Their release came only weeks after the witnesses, Mabongi Luthuli and Ntokozo Ngubane, “made statements to the Investigating Officer [IO].. stating that they had lied in their original statements. Ngubane admitted that she was in fact in central Durban at the time at which Shezi was murdered in Cato Manor,” AbM said in a statement.
“Luthuli has admitted that she was also not at the scene when Shezi was murdered, but was phoned by Mazwi Ndwandwe to go to the scene and to then make a false witness statement,” AbM said. “We have been told that when Ndwandwe heard that the IO was going to dismiss the case as there was no evidence, he begged him to keep the case, and even offered a bribe.” Ndwandwe, AbM claims, is closely associated with R2K, an NGO that is known to have been penetrated in the past by state intelligence.
“The ANC thought we would be destroyed if our leadership was arrested!”
“The ANC thought we would be destroyed if our leadership was arrested,” Mohapi said.

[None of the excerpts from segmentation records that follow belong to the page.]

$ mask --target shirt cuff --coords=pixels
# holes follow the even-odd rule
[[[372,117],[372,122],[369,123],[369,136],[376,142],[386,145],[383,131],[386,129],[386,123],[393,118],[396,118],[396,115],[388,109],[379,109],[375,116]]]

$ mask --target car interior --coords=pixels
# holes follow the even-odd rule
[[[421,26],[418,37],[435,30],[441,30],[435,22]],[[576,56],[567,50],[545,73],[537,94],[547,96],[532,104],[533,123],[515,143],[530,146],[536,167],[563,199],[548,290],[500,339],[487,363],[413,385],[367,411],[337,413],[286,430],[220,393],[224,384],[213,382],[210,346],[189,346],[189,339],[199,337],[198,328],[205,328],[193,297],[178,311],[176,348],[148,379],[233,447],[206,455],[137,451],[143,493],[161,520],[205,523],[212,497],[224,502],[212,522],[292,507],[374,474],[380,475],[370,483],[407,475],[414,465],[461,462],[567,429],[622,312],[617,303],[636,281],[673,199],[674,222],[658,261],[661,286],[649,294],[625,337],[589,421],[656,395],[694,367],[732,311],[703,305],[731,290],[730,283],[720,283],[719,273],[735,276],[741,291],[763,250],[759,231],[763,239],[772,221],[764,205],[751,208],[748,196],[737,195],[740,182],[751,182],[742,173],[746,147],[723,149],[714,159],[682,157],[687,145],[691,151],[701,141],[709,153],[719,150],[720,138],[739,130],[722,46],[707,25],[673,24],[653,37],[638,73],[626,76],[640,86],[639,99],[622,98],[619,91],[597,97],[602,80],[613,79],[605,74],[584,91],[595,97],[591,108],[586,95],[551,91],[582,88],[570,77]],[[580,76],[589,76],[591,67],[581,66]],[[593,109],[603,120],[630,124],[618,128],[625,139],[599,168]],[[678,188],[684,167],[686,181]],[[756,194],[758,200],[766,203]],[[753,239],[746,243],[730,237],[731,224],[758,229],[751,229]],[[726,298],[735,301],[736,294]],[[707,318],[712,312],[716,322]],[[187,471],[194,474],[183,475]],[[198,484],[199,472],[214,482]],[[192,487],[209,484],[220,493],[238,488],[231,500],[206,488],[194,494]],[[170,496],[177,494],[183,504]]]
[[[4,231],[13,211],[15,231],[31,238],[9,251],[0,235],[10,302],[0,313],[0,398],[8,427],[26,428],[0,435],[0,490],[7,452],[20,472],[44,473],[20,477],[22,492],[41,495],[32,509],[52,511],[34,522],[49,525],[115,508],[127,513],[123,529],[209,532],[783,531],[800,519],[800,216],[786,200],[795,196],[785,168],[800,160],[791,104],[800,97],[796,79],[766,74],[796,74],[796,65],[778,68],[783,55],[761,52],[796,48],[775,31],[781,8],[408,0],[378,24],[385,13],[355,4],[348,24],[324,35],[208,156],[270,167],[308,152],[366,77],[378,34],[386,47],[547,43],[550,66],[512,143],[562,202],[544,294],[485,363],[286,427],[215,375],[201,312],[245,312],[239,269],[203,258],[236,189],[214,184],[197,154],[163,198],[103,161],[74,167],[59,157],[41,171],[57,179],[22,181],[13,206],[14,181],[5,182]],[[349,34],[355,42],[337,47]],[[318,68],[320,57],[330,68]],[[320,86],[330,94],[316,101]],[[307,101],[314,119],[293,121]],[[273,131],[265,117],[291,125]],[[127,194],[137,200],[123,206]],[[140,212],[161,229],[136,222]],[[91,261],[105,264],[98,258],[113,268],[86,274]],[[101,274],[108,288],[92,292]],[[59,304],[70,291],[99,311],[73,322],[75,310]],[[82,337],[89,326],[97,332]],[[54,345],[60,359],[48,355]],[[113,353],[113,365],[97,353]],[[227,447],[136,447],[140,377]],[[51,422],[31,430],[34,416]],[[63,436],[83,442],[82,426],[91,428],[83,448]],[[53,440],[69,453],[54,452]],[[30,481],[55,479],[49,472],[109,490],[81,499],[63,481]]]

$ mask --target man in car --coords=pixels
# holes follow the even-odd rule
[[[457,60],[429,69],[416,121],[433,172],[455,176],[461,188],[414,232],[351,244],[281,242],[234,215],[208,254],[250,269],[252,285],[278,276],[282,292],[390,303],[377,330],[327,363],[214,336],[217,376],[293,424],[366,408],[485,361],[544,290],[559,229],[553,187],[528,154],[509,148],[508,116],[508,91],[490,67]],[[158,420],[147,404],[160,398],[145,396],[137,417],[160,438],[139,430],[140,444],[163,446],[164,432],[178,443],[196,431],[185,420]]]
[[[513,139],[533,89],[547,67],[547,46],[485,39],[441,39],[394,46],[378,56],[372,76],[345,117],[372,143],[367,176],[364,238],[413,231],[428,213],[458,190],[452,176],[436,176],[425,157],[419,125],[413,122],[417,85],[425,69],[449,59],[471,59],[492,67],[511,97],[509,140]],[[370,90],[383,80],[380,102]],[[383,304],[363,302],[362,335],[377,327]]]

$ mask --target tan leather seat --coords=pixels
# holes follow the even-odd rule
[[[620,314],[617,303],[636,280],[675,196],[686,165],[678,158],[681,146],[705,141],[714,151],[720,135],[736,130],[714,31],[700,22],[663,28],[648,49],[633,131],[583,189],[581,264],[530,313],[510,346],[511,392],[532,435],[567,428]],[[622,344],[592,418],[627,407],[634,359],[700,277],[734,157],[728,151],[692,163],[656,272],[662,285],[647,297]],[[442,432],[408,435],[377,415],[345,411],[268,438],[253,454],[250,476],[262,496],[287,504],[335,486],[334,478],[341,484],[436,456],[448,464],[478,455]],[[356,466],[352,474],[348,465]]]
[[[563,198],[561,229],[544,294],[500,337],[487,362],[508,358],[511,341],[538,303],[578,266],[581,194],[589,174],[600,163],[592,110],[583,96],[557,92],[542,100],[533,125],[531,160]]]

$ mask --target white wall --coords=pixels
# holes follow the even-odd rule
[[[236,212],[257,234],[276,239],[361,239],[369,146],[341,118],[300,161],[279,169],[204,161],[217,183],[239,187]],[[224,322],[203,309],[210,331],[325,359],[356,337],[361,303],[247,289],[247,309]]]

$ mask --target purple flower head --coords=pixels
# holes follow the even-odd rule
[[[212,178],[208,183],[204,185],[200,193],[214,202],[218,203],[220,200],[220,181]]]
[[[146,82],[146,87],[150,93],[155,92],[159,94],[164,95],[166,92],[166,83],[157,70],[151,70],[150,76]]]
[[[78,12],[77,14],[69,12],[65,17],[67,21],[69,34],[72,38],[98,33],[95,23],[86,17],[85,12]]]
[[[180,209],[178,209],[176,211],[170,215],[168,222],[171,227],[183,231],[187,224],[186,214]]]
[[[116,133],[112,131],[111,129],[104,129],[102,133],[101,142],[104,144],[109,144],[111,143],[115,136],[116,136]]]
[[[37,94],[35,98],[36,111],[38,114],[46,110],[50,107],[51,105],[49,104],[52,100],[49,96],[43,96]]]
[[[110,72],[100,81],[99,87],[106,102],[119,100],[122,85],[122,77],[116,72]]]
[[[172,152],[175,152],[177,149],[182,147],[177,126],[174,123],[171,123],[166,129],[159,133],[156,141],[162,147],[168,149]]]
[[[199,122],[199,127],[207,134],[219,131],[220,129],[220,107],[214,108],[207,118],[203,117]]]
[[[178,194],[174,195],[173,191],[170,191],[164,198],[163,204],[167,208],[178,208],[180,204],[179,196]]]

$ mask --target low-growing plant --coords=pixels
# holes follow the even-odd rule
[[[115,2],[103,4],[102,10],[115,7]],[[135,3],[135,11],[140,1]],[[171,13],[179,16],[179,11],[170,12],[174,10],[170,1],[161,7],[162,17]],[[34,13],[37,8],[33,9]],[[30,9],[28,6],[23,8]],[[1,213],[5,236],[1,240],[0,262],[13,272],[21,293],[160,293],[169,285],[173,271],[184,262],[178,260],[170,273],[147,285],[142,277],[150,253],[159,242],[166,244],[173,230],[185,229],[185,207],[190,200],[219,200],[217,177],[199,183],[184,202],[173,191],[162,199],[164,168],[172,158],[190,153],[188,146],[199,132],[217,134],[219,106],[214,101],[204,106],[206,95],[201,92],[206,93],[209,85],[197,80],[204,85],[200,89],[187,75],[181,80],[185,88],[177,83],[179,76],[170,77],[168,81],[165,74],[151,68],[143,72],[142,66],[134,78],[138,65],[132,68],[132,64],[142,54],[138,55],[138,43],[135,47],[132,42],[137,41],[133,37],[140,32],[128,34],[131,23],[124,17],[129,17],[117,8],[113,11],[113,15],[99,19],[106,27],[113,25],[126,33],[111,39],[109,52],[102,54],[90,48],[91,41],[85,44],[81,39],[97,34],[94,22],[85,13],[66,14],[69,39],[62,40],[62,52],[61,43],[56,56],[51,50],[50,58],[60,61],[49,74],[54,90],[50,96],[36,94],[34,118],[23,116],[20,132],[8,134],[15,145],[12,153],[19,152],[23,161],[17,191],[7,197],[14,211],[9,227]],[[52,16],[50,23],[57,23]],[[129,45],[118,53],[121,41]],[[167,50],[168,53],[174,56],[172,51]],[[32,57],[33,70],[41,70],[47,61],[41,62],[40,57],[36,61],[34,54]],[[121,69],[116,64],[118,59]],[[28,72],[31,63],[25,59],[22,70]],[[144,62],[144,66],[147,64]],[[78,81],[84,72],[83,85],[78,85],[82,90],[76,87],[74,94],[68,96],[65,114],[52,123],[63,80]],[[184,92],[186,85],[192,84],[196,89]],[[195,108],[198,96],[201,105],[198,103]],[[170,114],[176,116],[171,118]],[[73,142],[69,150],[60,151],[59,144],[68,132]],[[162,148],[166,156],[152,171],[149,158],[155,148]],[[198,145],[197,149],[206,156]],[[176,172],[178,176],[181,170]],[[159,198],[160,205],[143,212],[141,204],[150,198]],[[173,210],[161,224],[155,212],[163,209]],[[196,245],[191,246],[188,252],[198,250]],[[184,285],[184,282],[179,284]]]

His confidence that the eKhenana occupation will endure nevertheless comes from its experience since its founding in 2018 of facing attacks by police, the ‘Anti-land invasion unit’, private security forces hired by the local administration and, on many occasions, allegedly by the local mafia.
Even during the lockdown due to the COVID pandemic, when there was a moratorium against evictions, settlements on AbM’s occupations, in particular the one in eKhenana, had come under repeated attacks from the state, which has left scores injured.
The debris left behind by the demolitions carried out here using batons, bullets and bulldozers, were often burnt down to ensure that the shack-building materials – mostly corrugated sheets of metal – are not reused. However, AbM members continued to rebuild these shacks and mobilize, their everyday lives serving as acts of resistance.
Ahead of the next hearing for George Bonono, Maphiwe Gasela and Siniko Miya, AbM remains confident that the case against them too will collapse. Speaking to New Frame on Wednesday, AbM president said, “There is no doubt that that case, too, will fall away.”